Physics, asked by shakirminhas124, 11 months ago

why it is not possible to find the drift velocity of electron by timing their travel along the conductor ​

Answers

Answered by BiswaShresikha
1

Answer:

Why is it not possible

Who claims that it’s not?

If by “conductor” you meant “a metal wire,” then no, it’s not possible to localize a single QM entity such as an electron.

For that matter, it’s not easy to measure wind speed by tracking individual nitrogen molecules! A single air molecule wanders randomly at several hundred MPH whether wind is blowing or not. The “wind speed” is a global drift of all molecules. To measure wind, we let it carry marker-particles along (smoke, or soap bubbles.) Or, let it deflect a macro object. If not, then you’d have to somehow remove the enormous random-walk from a single tracked molecule, and only detect the tiny long-term average wind.

Electrons act like that: the individuals have crazy QM effects, but two electrons have less, and a billion mobile electrons together act like a fluid; like a macroscopic object with measurable position and velocity.
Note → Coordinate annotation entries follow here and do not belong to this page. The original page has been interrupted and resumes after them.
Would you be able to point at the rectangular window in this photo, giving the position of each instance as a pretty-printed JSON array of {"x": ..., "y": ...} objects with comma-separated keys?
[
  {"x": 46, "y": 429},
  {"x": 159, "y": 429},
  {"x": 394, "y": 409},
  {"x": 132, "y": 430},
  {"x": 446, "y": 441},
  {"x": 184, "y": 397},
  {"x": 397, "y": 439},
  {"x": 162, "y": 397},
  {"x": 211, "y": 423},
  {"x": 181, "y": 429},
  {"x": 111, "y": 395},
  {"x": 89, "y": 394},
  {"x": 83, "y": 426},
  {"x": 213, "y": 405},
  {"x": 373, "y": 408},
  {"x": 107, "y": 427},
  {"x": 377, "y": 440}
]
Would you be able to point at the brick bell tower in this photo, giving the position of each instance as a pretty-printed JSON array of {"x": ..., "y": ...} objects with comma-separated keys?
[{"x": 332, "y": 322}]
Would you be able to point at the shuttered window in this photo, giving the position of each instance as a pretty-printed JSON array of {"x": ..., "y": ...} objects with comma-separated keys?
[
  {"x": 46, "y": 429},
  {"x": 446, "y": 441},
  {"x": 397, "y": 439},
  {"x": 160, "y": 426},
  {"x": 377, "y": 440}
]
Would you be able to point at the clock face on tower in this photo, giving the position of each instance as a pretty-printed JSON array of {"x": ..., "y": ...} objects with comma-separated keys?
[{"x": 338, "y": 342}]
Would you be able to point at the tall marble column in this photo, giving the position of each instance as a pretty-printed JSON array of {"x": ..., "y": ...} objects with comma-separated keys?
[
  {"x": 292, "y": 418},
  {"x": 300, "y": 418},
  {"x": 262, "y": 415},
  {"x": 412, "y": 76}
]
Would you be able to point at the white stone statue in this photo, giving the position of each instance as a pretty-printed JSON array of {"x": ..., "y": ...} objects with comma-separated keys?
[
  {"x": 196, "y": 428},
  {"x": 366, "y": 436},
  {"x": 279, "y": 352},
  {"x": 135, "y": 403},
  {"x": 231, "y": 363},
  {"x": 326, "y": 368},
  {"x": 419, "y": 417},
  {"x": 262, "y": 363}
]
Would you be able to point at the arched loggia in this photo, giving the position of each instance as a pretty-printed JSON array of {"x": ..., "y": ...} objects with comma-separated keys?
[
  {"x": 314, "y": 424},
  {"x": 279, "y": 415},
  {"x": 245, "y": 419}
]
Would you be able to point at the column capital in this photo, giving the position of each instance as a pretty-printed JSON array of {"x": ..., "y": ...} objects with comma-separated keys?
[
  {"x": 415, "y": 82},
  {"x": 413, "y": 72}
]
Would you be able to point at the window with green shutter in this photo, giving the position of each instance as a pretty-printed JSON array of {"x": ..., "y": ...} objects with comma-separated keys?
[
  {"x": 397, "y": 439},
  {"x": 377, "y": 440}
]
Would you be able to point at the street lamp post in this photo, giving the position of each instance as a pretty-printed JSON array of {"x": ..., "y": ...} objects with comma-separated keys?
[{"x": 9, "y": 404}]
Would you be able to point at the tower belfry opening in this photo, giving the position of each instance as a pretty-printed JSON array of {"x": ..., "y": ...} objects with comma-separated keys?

The easy way to measure electron drift-velocity is to make them visible. Meiners shows how to do this in his multi-volume compendium of physics lecture demonstrations (ref PIRA physics demo 5M10.30) . A transparent salt crystal is heated, while metal tabs are clamped to the ends. If high-voltage is applied, the metal tabs will inject mobile electrons, and these create *color centers* which drift along as electric current. IIRC a crystal of NaCl produces dark gray color from the negative terminal. During the electric current, a “dark wave” progresses across the crystal. Reverse the drive voltage, and the wave reverses direction. We’re seeing the electron-cloud and its drift velocity. Use a ruler and a stopwatch to measure the speed.

But that’s a “conductor,” not a metal wire.